In earlier times, company managements often relegated internet security to their IT departments. However, more and more C-suite executives are now beginning to deal with the issue corporation-wide so that it receives the requisite attention, notes Greenberger. The scale of that challenge is huge. Greenberger says statistics show that only about 25% of companies have in-house computer expertise to deal with these problems.

According to Burley, identifying where the liability ultimately lies is important. She notes that the software development process is complex, where device makers may pool different types of software code from multiple vendors.

Burley also points out that although the latest attack was focused mostly on the U.S. East Coast, the problem of internet security extends beyond. “This is a global problem; the Internet has no boundaries.”

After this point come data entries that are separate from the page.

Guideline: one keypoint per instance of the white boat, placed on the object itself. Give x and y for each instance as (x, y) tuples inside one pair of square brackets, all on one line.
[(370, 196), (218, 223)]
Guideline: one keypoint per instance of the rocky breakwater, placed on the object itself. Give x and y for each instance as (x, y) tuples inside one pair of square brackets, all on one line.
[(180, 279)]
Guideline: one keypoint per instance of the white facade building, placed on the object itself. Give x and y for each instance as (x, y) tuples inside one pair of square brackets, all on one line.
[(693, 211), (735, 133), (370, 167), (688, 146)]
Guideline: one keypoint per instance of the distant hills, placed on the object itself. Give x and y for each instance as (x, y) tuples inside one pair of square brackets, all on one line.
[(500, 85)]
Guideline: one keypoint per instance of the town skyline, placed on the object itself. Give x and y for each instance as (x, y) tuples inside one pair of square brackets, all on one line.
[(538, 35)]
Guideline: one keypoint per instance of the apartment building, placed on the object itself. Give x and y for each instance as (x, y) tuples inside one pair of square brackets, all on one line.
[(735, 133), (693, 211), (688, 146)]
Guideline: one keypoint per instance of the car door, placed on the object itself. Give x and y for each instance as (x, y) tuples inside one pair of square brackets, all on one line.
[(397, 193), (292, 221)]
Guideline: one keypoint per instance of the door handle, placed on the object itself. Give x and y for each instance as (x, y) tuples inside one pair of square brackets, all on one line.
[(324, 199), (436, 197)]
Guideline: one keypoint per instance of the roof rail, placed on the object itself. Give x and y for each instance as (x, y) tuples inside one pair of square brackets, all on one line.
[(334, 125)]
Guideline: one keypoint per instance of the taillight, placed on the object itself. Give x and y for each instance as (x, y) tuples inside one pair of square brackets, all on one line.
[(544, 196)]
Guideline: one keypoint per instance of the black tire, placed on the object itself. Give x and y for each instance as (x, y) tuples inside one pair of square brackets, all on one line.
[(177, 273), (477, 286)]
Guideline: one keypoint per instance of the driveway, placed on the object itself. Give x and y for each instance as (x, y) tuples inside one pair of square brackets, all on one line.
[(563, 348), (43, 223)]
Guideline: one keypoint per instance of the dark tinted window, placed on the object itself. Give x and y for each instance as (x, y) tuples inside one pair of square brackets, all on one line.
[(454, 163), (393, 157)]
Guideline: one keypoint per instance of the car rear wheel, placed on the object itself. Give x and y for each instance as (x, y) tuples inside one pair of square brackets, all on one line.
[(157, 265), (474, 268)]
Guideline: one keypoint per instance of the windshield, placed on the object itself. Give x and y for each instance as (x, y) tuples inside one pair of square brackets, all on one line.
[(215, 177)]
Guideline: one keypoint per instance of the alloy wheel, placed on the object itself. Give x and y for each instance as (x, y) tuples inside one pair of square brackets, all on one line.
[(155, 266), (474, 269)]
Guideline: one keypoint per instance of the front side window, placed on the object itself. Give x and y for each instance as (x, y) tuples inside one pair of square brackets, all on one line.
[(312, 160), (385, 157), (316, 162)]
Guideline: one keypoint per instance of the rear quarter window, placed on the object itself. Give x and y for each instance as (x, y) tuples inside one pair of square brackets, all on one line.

“When we start to think [about] the impact of denial of service on medical devices or things that can produce loss of life, we will start to see even more people paying attention.” –Diana Burley

Agenda for Action

Greenberger says more attention should be paid to mandate security controls. He notes that the federal government and many state governments have been “pleading” with private manufacturers of devices to embed best practices in their products, adding that 85% of the internet infrastructure is privately owned. “We’re begging people to do the right thing, and a lot more attention must be paid to mandating [best practices],” he adds. “For example, when you put a new drug on the market, you don’t plead with drug manufacturer to do it safely. We are in the same situation here.”

Greenberger also says he doubts the benefit to consumers from household devices that are internet-connected. “The cost-benefit analysis of connecting household devices to the internet works out badly for the consumer…. [It] is just not worth it to be connected to the internet with these things.”

The responsibility to make internet-connected devices safer has to be shared by consumers, governments and product makers, says Burley. “It is not an either/or situation – it is all of the above.”

However, Burley feels only a dramatic event may propel the changes that are required. “When we start to think [about] the impact on denial of service on medical devices or things that can produce loss of life, we will start to see even more people paying attention,” she says. “You don’t want a catastrophic event, but the way you get attention is through catastrophic events.”

Greenberger agrees. “Eventually, we’re going to have something happen that will be equivalent of the 9/11 attacks, and the mandates are going to start coming.”